One in a million sniper shot prevents suicide

On August 16th, 1993, a distraught Doug Conley sat himself down in a lawn chair in the middle of a suburban Columbus street and began waving a .38 revolver around threatening to kill himself. Not about to let this threat to human life and vehicular traffic patterns go unanswered, the Columbus Police Department rapidly responded by blocking off the street and opening negotiations with Conley by handing him a shaken-up can of soda. Not kidding.

Two hours later, with both tensions and temperatures rising, Conley was still sitting there, weapon in hand. By this point, an alternative solution was needed, and they called in their sniper unit. Organized in 1974, the Columbus Police Sniper Unit had never before fired a shot during a call.

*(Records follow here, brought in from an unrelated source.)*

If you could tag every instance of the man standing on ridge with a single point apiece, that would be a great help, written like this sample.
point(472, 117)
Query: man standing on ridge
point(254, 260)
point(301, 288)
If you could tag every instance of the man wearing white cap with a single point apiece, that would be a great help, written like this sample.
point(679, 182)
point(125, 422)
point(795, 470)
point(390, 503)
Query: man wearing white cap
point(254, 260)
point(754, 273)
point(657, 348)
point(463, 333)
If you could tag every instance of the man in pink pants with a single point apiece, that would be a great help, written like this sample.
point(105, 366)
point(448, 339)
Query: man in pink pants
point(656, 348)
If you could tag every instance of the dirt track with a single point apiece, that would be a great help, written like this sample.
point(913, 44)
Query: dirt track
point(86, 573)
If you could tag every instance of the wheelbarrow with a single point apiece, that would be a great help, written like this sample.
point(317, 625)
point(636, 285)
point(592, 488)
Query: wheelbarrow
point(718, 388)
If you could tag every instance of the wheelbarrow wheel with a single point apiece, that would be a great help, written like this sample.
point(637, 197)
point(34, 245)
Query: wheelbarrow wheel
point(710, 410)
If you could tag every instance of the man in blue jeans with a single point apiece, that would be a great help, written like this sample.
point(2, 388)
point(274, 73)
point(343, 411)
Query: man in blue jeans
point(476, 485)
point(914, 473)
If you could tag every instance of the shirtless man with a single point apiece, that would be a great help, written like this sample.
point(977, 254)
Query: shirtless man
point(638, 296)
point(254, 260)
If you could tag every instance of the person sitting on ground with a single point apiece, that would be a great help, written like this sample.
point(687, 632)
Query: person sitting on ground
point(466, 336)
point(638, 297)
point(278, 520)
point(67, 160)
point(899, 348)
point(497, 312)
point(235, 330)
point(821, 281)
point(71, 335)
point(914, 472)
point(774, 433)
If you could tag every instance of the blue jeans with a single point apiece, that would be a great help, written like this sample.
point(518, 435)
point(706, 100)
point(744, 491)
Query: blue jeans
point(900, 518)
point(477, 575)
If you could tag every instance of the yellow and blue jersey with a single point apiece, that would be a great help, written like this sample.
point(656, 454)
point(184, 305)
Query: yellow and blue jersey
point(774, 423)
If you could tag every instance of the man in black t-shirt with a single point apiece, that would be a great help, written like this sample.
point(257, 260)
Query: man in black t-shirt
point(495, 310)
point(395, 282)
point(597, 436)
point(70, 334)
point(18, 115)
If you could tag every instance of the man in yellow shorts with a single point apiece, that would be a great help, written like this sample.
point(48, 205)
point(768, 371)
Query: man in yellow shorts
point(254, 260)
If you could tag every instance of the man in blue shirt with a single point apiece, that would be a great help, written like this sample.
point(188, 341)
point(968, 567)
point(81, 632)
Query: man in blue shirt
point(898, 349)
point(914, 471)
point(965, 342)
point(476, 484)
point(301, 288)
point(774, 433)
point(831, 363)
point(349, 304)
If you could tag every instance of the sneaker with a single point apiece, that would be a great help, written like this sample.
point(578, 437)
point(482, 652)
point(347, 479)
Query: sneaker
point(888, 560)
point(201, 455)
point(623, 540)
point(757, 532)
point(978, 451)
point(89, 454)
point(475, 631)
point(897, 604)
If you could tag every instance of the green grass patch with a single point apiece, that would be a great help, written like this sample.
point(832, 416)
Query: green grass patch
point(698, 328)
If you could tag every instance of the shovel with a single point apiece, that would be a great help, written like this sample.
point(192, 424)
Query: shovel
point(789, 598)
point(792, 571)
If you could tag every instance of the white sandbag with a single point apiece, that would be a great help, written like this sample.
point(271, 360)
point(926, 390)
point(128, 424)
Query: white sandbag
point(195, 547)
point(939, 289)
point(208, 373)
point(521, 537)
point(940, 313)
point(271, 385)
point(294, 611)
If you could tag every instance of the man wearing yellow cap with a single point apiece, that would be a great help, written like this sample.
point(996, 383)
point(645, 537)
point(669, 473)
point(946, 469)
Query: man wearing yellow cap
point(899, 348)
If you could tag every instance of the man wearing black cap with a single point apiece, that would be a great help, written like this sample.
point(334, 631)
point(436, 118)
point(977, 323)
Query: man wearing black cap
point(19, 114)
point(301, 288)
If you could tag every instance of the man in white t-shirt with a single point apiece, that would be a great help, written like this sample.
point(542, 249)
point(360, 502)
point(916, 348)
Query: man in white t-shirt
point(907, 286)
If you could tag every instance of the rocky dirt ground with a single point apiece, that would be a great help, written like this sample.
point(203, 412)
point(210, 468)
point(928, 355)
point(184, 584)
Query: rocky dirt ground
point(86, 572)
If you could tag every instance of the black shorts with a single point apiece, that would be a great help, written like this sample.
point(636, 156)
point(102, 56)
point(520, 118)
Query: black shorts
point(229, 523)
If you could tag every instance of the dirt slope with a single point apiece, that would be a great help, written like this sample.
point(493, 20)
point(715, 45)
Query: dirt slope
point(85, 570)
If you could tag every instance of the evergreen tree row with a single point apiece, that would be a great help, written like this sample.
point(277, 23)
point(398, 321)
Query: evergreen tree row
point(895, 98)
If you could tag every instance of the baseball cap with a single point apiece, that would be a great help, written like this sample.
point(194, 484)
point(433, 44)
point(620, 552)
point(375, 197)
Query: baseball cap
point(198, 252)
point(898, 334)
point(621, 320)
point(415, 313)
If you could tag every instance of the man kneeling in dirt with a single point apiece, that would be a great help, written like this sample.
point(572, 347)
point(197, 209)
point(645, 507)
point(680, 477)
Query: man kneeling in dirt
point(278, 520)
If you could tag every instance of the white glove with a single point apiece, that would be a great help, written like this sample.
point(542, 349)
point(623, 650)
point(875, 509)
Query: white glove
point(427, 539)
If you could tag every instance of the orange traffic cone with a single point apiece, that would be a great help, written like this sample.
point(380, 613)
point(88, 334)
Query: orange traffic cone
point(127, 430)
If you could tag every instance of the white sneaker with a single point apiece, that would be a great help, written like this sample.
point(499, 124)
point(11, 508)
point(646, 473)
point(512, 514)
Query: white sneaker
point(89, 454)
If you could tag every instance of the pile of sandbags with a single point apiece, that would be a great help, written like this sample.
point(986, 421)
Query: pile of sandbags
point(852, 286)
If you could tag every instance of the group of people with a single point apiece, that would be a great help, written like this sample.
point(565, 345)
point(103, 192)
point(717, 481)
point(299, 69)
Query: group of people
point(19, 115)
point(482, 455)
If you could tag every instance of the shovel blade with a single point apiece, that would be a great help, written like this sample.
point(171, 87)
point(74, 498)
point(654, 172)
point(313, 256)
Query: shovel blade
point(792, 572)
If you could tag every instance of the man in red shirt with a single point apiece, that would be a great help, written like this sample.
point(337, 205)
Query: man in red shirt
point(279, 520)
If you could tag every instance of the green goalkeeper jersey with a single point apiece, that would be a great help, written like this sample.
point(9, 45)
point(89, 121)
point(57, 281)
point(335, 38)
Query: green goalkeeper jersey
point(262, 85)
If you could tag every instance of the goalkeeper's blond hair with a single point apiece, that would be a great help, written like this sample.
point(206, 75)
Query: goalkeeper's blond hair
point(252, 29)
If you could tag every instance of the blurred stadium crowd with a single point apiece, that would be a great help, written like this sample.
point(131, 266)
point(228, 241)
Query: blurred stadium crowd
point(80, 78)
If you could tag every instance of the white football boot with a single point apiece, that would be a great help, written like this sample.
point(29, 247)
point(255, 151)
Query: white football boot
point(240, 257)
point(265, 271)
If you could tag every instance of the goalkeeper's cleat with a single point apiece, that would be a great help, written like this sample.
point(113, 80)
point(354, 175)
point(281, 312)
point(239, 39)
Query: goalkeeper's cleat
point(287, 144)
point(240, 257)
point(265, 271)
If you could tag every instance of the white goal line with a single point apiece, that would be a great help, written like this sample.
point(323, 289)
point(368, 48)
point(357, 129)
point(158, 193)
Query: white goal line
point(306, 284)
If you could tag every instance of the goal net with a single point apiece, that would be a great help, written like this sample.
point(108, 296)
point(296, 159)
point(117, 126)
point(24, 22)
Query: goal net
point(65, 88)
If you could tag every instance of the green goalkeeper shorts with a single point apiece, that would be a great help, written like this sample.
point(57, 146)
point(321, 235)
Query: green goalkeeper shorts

Officer Mike Plumb, a Vietnam veteran, hurried to the scene with his Steyr SSG PII black sniper rifle. Positioning himself in the prone from 82 yards away, Plumb trained his scope on the target. When negotiations finally stalled for good, Lt. Peter Tobin gave permission to fire with one caveat: Plumb wasn’t allowed to injure the target. He had to shoot the small .38 revolver out of Conley’s hand without causing any harm to Conley himself. While Plumb had practiced on ranges shooting dimes from hundreds of meters away, this was a situation he had never prepared himself for.

He pointed his rifle, carefully aiming for the scant few inches of the tiny revolver not tucked in Conley’s hand, and at the right moment when Conley dropped the .38 revolver between his legs, Plumb fired.

The revolver exploded inside Conley’s hands, leaving him completely untouched. Conley stared at it, now in three pieces, on the ground. He only had time to look up and act as if nothing had happened before being tackled to the ground by police. His only comment upon his arrest? “That was a good shot.” POLICE1.com.